Energy and Defense Industry
A reliable method for identifying or re-processing epoxy-coated parts.
Epoxy Laser Removal Methods
Selective Removal
Only the epoxy layer in designated areas is removed. This method is often preferred for logos and serial numbers.
Full Coating Removal
The epoxy coating is completely removed and the surface is made ready for re-processing.
Layered Removal
Thick epoxy layers are removed gradually to protect the surface.
Technical Specifications
Laser Type
Fiber lasers are generally preferred. For applications requiring high precision, UV lasers can also be used.
Precision and Detail
Provides micron-level precision. Thanks to this feature, barcodes, QR codes, and fine patterns can be removed from the epoxy layer.
Marking Area
Various working areas are available to suit different production requirements, from 100×100 mm to 300×300 mm.
Automation Integration
For mass-production facilities, it is integrated into in-line laser marking systems to ensure high efficiency.

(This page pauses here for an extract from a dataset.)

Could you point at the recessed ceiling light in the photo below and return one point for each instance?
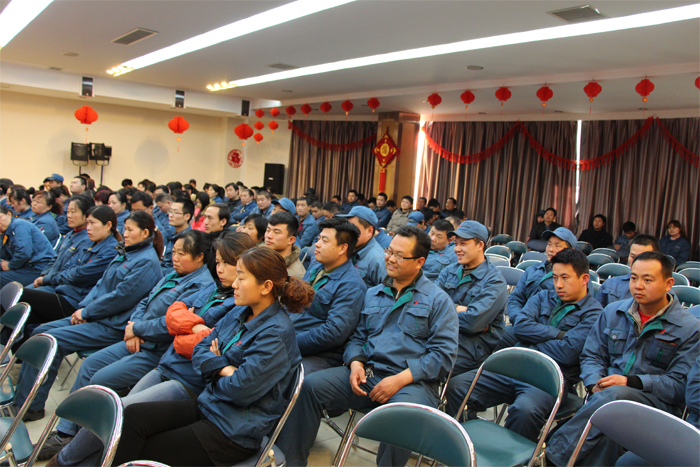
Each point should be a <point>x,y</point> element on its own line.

Machine Selection Criteria
Type and Thickness of Coating
The laser power should be selected in accordance with the thickness and structure of the epoxy coating.
Substrate Type
If the underlying surface is metal, a fiber laser is suitable; if it is plastic or glass, UV laser machines are more appropriate.
Production Capacity
For low-scale jobs, desktop machines should be preferred; for high-volume production, industrial laser machines are recommended.
Quality Control
Post-process surface cleanliness and mark clarity should be checked with vision systems.